Giants tight end Darren Waller stands on the sidelines during...

Giants tight end Darren Waller stands on the sidelines during the second half of an NFL preseason game against the Panthers on Aug. 18 at MetLife Stadium. Credit: AP/Bryan Woolston

On Monday night, the Giants scored three points. 

Tight end Darren Waller was targeted only once in the first half before the game got out of hand. 

His reception went for five unimpactful yards. 

Predictably, Waller wasn’t thrilled after the game, which the Giants lost, 24-3, to the Seahawks. 

The first four games of the season have hardly measured up to the Giants’ own expectations. 

Waller is the personification of that. 

“All I can do is execute the game plan they put in front of us,” Waller said in the locker room after the game. “As a playmaker, I can’t just go home and go to sleep knowing what I’ve done in the league and what I’m capable of.
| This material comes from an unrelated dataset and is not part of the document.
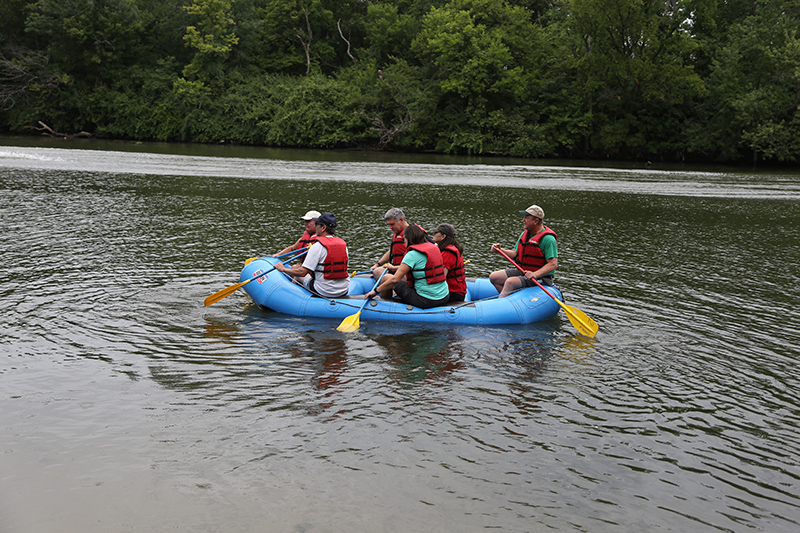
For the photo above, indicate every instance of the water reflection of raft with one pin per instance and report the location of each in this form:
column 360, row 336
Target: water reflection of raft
column 276, row 291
It’s tough.” 

There’s also this: On the 97-yard pick-six in the third quarter by Seattle rookie Devon Witherspoon that essentially ended Monday’s game, Waller was open in the end zone. 

Could that score have changed the game? 

That’s impossible to know. But it could not have hurt. 

Whatever identity the Giants seemed to be cultivating in the months leading up to the regular season is now moot. 

Right now, their identity is their record (1-3). 

If it’s not a crisis, in NFL parlance, it’s close. 

“When you’re in this position, you tell it like it is, and you have to move on to next week,” coach Brian Daboll said. “You can’t focus on stuff that happened in the past. We got to play better. We got to coach better on game day.”  

All of this is something Waller didn’t see coming. 

“I never take the field expecting to put a performance like that on display, not on any team I’ve ever been on,” he said. “I approach the field with the mindset of trying to get out there and dominate. The offense is just not good enough in all facets. I don’t even have anything to say. It’s just not good enough.” 

The question is why. 

“I really don’t know,” Waller said. “I see the talent, the guys that we got. I see the type of vision we had [starting] in the spring, the excitement we had on offense. I just don’t know. I don’t got a lot of words right now. I’m sorry. I don’t got the answers. I can’t tell anybody else how to do their job. All I can do is do what I’m asked to do and try to execute that.” 

It seems obvious that if the Giants are to turn their season around, targeting Waller will have to be part of the solution. 

“All I can do is present myself as open to the quarterback,” he said. “I’m not in control of whether the ball comes to me. All I can do is do what I’m asked to do and try to execute that.” 

While the Giants were scoring only a field goal, Waller said he wished he could have done more.  

“As a playmaker, that’s a tough pill to swallow,” he said. “One catch. All I can do is go out there and try to execute the plan they put in.”  

Waller had to spend some of his snaps trying to help a Giants offensive line that was overwhelmed at times by the Seahawks, who totaled 11 sacks. 

“Again, not the start that we had hoped for, we had worked for, but a long road ahead and a lot of improvement to be done,” Daboll said of being 1-3. “My thinking is come back ready to work and talk about the things we need to improve and go out there and improve and ultimately play better on Sunday.”